Ein Schritt um das Problem zu beheben wäre, wenn man die Storeanbieter dazu verpflichten würde das Alter verbindlich zu prüfen. Aber was würden wir Spieler dazu sagen das wir in jedem Store unsern Ausweis vorzeigen müssten. Man könnte es auch mit Aufklärung versuchen aber das klappt ja schon in so vielen Bereichen der Gesellschaft nicht warum soll es da bei Spielen funktionieren. Was will man den machen? Beratungsstellen aufmachen zu den keiner geht oder Beipackzettel schrieben die keiner ließt? Geldstraffen für Eltern lese ich ab und zu mal aber das wäre fast so als würde mal die Eltern bestrafen wenn die Kinder Drogen kaufen und der Dealer bekommt keine Straffe. Ich denke hier muss überhaupt erst mal einen Weg gefunden werden wie man mit sowas umgeht da wir hier nicht mit alten Regeln und Methoden weiter kommen. Dabei werden mit Sicherheit auch neue Anforderungen auf uns "alte" Spieler zukommen die wir ggf. auch fordern müssen wie z.B. die oben genannte verbindlich Ausweisspflicht.
Das die aktuellen Mechanismen und Bewertungen der Politik bzw. der Stellvertreter nicht funktionieren zeigt sich darin das letzte Woche die USK Fortnite BR für alle Plattformen ab 12 freigegeben hat.

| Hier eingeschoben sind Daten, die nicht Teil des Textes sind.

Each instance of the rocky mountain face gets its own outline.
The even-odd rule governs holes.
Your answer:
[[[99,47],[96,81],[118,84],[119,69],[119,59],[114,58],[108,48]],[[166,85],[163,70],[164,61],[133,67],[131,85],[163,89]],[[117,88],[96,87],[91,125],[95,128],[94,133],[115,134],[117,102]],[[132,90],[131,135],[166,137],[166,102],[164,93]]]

Ich glaube die einzigen die im Moment in der Lange sind das Problem zu lösen sind die Store/Platform-Betreiber, die sind aber Teil der Kette oder wie bei Epic der Anbieter der Spiele die so aggressiv Lootboxen einsetzten. Um so zynischer kommt es mir vor wenn Sony den Schutz der Kinder als Argument gegen CrossPlay anführt aber Lootboxen (bzw. die Währung) auch an die Kleinsten verkauft. Ein erster Schritt wurde letzte Woche gemacht als die ESA (die Spielehersteller und Platformbetreiber) sich bei der FTC (Handelsbehörde der USA) freiwillig verpflichtet haben die Chancen für Item in Lootboxen einsehbar zu machen. Die Frage ist nur wer prüft das und gibt es Straffen wenn man die Angaben nicht bzw. falsch macht.

Ein anderes Problem wäre dann auch das Spiele wie z.B. Overwatch oder Rainbow6 einfach verschwinden würde denn die Bereitschaft Geld für Content zu bezahlen ist in den letzten Jahren auf einen Tiefpunkt gesunken. Die wenigsten wäre bereit für eine Map oder einen neuen Charakter Geld zu bezahlen und da wir Spieler nun mal so sind müssen die Publisher die Dinge so einbauen das sie verpflichtend sind. Allerdings wird es in PVP-Spielen schwer zu erklären warum eine neuer Char nicht von allen gespielt werden kann. Dann belieben ggf. noch Abogebühren aber das ist ein absolutes NoGo.

Ich glaube das Problem ist im Moment, dass wir Spieler den Hebel den wir haben einfach nicht einsetzten, das wir vergessen haben wie man ihn einsetzten kann und das es eventuell schon zu spät ist ihn einzusetzen. Und so versuchen Firmen wie Take2/Rockstar, EA, Epic und Co. immer mehr Kohle aus uns rauszuhohlen und die Platformbetreiber wie MS, Steam oder Sony sehen dabei zu und zweigen sich noch einen Gebühr dafür ab das sie die Lämmer schön beisammen halten und ggf. etwas Werbung für die Lootboxen bzw. die Spiele machen.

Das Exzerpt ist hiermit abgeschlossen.